Gasoline is made from many different hydrocarbons that boil at different temperatures. This process is called distillation. The boiling temperatures are generally reported for the initial boiling point, 10%, 50%, 90% and the end boiling point. These numbers tell you how a gasoline will perform. The Reid Vapor Pressure RVP impacts the temperature of the initial boil and 10% points. A gasoline with low 10% and 50% boil points can improve performance considerably under some conditions, but you can run the risk of vapor lock.

When a racer uses a gasoline with a very low initial boiling point, the fuel volatilizes easier. They are using a mechanical fuel pump with 10 to 15 feet of fuel line, it can vapor lock because the gas is volatile, especially in warm operating conditions. We have not gotten into the exotic stuff because we want our customers to use a fuel they can be satisfied with all the time. They don’t have to look at the air temperature and heat on the track to decide if they can afford to use some trick fuel that weekend or not.

The racer needs to be careful about getting a gasoline that is too volatile, especially if they are using a mechanical fuel pump running off the engine sucks the fuel through 12 feet of fuel line. That process pulls the gas molecules apart, adding to the vaporization of the gasoline. If you run an electric fuel pump mounted at the rear of the car, you are pushing the fuel through a pressurized line. It is not as the likely to vaporize the gasoline in the fuel line. Never run the fuel line by the exhaust system. It will only heat up the gas and cause it to vaporize before it gets to the carburetor.
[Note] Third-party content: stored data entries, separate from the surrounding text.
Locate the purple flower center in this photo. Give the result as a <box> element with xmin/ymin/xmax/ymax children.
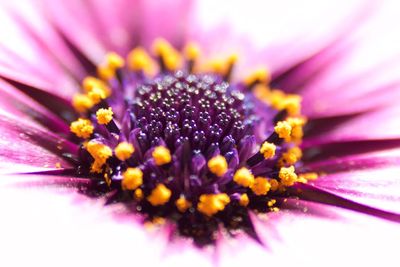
<box><xmin>69</xmin><ymin>39</ymin><xmax>314</xmax><ymax>246</ymax></box>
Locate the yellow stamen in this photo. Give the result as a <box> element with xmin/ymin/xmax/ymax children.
<box><xmin>105</xmin><ymin>52</ymin><xmax>125</xmax><ymax>69</ymax></box>
<box><xmin>82</xmin><ymin>76</ymin><xmax>111</xmax><ymax>96</ymax></box>
<box><xmin>121</xmin><ymin>167</ymin><xmax>143</xmax><ymax>190</ymax></box>
<box><xmin>274</xmin><ymin>121</ymin><xmax>292</xmax><ymax>140</ymax></box>
<box><xmin>269</xmin><ymin>178</ymin><xmax>280</xmax><ymax>191</ymax></box>
<box><xmin>88</xmin><ymin>87</ymin><xmax>107</xmax><ymax>104</ymax></box>
<box><xmin>175</xmin><ymin>196</ymin><xmax>192</xmax><ymax>213</ymax></box>
<box><xmin>134</xmin><ymin>188</ymin><xmax>144</xmax><ymax>200</ymax></box>
<box><xmin>286</xmin><ymin>117</ymin><xmax>306</xmax><ymax>143</ymax></box>
<box><xmin>183</xmin><ymin>42</ymin><xmax>200</xmax><ymax>60</ymax></box>
<box><xmin>127</xmin><ymin>47</ymin><xmax>155</xmax><ymax>75</ymax></box>
<box><xmin>197</xmin><ymin>193</ymin><xmax>230</xmax><ymax>217</ymax></box>
<box><xmin>97</xmin><ymin>65</ymin><xmax>115</xmax><ymax>81</ymax></box>
<box><xmin>279</xmin><ymin>166</ymin><xmax>298</xmax><ymax>186</ymax></box>
<box><xmin>298</xmin><ymin>172</ymin><xmax>318</xmax><ymax>183</ymax></box>
<box><xmin>114</xmin><ymin>142</ymin><xmax>135</xmax><ymax>161</ymax></box>
<box><xmin>207</xmin><ymin>155</ymin><xmax>228</xmax><ymax>177</ymax></box>
<box><xmin>104</xmin><ymin>172</ymin><xmax>111</xmax><ymax>186</ymax></box>
<box><xmin>86</xmin><ymin>141</ymin><xmax>112</xmax><ymax>173</ymax></box>
<box><xmin>279</xmin><ymin>146</ymin><xmax>302</xmax><ymax>166</ymax></box>
<box><xmin>72</xmin><ymin>93</ymin><xmax>93</xmax><ymax>113</ymax></box>
<box><xmin>152</xmin><ymin>146</ymin><xmax>172</xmax><ymax>166</ymax></box>
<box><xmin>152</xmin><ymin>38</ymin><xmax>182</xmax><ymax>71</ymax></box>
<box><xmin>233</xmin><ymin>167</ymin><xmax>254</xmax><ymax>187</ymax></box>
<box><xmin>239</xmin><ymin>193</ymin><xmax>249</xmax><ymax>207</ymax></box>
<box><xmin>267</xmin><ymin>199</ymin><xmax>276</xmax><ymax>207</ymax></box>
<box><xmin>147</xmin><ymin>184</ymin><xmax>172</xmax><ymax>206</ymax></box>
<box><xmin>260</xmin><ymin>142</ymin><xmax>276</xmax><ymax>159</ymax></box>
<box><xmin>96</xmin><ymin>107</ymin><xmax>113</xmax><ymax>125</ymax></box>
<box><xmin>284</xmin><ymin>95</ymin><xmax>302</xmax><ymax>116</ymax></box>
<box><xmin>251</xmin><ymin>177</ymin><xmax>271</xmax><ymax>196</ymax></box>
<box><xmin>244</xmin><ymin>68</ymin><xmax>270</xmax><ymax>86</ymax></box>
<box><xmin>70</xmin><ymin>118</ymin><xmax>94</xmax><ymax>139</ymax></box>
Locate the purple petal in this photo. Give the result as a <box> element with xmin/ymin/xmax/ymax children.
<box><xmin>0</xmin><ymin>114</ymin><xmax>76</xmax><ymax>173</ymax></box>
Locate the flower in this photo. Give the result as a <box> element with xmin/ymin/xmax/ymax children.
<box><xmin>0</xmin><ymin>0</ymin><xmax>400</xmax><ymax>266</ymax></box>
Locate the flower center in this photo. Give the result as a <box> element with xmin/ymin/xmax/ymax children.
<box><xmin>69</xmin><ymin>39</ymin><xmax>316</xmax><ymax>246</ymax></box>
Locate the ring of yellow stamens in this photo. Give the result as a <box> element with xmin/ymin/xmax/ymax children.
<box><xmin>86</xmin><ymin>141</ymin><xmax>112</xmax><ymax>173</ymax></box>
<box><xmin>152</xmin><ymin>146</ymin><xmax>172</xmax><ymax>166</ymax></box>
<box><xmin>279</xmin><ymin>166</ymin><xmax>298</xmax><ymax>186</ymax></box>
<box><xmin>197</xmin><ymin>193</ymin><xmax>230</xmax><ymax>217</ymax></box>
<box><xmin>70</xmin><ymin>118</ymin><xmax>94</xmax><ymax>138</ymax></box>
<box><xmin>147</xmin><ymin>184</ymin><xmax>172</xmax><ymax>206</ymax></box>
<box><xmin>269</xmin><ymin>179</ymin><xmax>280</xmax><ymax>191</ymax></box>
<box><xmin>96</xmin><ymin>107</ymin><xmax>113</xmax><ymax>125</ymax></box>
<box><xmin>260</xmin><ymin>142</ymin><xmax>276</xmax><ymax>159</ymax></box>
<box><xmin>121</xmin><ymin>167</ymin><xmax>143</xmax><ymax>190</ymax></box>
<box><xmin>207</xmin><ymin>155</ymin><xmax>228</xmax><ymax>177</ymax></box>
<box><xmin>233</xmin><ymin>167</ymin><xmax>255</xmax><ymax>187</ymax></box>
<box><xmin>239</xmin><ymin>193</ymin><xmax>249</xmax><ymax>207</ymax></box>
<box><xmin>114</xmin><ymin>142</ymin><xmax>135</xmax><ymax>161</ymax></box>
<box><xmin>175</xmin><ymin>196</ymin><xmax>192</xmax><ymax>213</ymax></box>
<box><xmin>251</xmin><ymin>177</ymin><xmax>271</xmax><ymax>196</ymax></box>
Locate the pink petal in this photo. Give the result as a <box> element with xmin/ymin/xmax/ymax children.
<box><xmin>0</xmin><ymin>114</ymin><xmax>76</xmax><ymax>173</ymax></box>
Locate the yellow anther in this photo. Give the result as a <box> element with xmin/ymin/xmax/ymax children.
<box><xmin>251</xmin><ymin>177</ymin><xmax>271</xmax><ymax>196</ymax></box>
<box><xmin>72</xmin><ymin>93</ymin><xmax>93</xmax><ymax>113</ymax></box>
<box><xmin>82</xmin><ymin>76</ymin><xmax>111</xmax><ymax>96</ymax></box>
<box><xmin>86</xmin><ymin>141</ymin><xmax>112</xmax><ymax>173</ymax></box>
<box><xmin>152</xmin><ymin>146</ymin><xmax>172</xmax><ymax>166</ymax></box>
<box><xmin>269</xmin><ymin>89</ymin><xmax>287</xmax><ymax>110</ymax></box>
<box><xmin>96</xmin><ymin>107</ymin><xmax>113</xmax><ymax>125</ymax></box>
<box><xmin>284</xmin><ymin>95</ymin><xmax>302</xmax><ymax>116</ymax></box>
<box><xmin>207</xmin><ymin>155</ymin><xmax>228</xmax><ymax>177</ymax></box>
<box><xmin>197</xmin><ymin>193</ymin><xmax>230</xmax><ymax>217</ymax></box>
<box><xmin>152</xmin><ymin>38</ymin><xmax>182</xmax><ymax>71</ymax></box>
<box><xmin>121</xmin><ymin>167</ymin><xmax>143</xmax><ymax>190</ymax></box>
<box><xmin>97</xmin><ymin>65</ymin><xmax>115</xmax><ymax>81</ymax></box>
<box><xmin>267</xmin><ymin>199</ymin><xmax>276</xmax><ymax>207</ymax></box>
<box><xmin>114</xmin><ymin>142</ymin><xmax>134</xmax><ymax>161</ymax></box>
<box><xmin>127</xmin><ymin>47</ymin><xmax>155</xmax><ymax>74</ymax></box>
<box><xmin>175</xmin><ymin>196</ymin><xmax>192</xmax><ymax>213</ymax></box>
<box><xmin>233</xmin><ymin>167</ymin><xmax>255</xmax><ymax>187</ymax></box>
<box><xmin>88</xmin><ymin>87</ymin><xmax>107</xmax><ymax>104</ymax></box>
<box><xmin>244</xmin><ymin>68</ymin><xmax>270</xmax><ymax>86</ymax></box>
<box><xmin>208</xmin><ymin>59</ymin><xmax>226</xmax><ymax>74</ymax></box>
<box><xmin>184</xmin><ymin>42</ymin><xmax>200</xmax><ymax>60</ymax></box>
<box><xmin>105</xmin><ymin>52</ymin><xmax>125</xmax><ymax>69</ymax></box>
<box><xmin>279</xmin><ymin>166</ymin><xmax>298</xmax><ymax>186</ymax></box>
<box><xmin>260</xmin><ymin>142</ymin><xmax>276</xmax><ymax>159</ymax></box>
<box><xmin>298</xmin><ymin>172</ymin><xmax>318</xmax><ymax>183</ymax></box>
<box><xmin>70</xmin><ymin>118</ymin><xmax>94</xmax><ymax>139</ymax></box>
<box><xmin>279</xmin><ymin>146</ymin><xmax>302</xmax><ymax>166</ymax></box>
<box><xmin>275</xmin><ymin>121</ymin><xmax>292</xmax><ymax>140</ymax></box>
<box><xmin>269</xmin><ymin>178</ymin><xmax>280</xmax><ymax>191</ymax></box>
<box><xmin>104</xmin><ymin>172</ymin><xmax>111</xmax><ymax>186</ymax></box>
<box><xmin>228</xmin><ymin>53</ymin><xmax>239</xmax><ymax>65</ymax></box>
<box><xmin>147</xmin><ymin>184</ymin><xmax>172</xmax><ymax>206</ymax></box>
<box><xmin>134</xmin><ymin>188</ymin><xmax>144</xmax><ymax>200</ymax></box>
<box><xmin>239</xmin><ymin>193</ymin><xmax>249</xmax><ymax>207</ymax></box>
<box><xmin>286</xmin><ymin>117</ymin><xmax>306</xmax><ymax>143</ymax></box>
A difference of five degrees does not matter. Take a look at the 50% point. It is 220 degrees at the 50% point. There are some gasolines with 170 degrees at the 50% point. Those are the ones where people will have problems. The trick of the week can help you win a race this week and lose the next. If the gas vapor locks on them, they are not going to have any power, and everybody will come around them.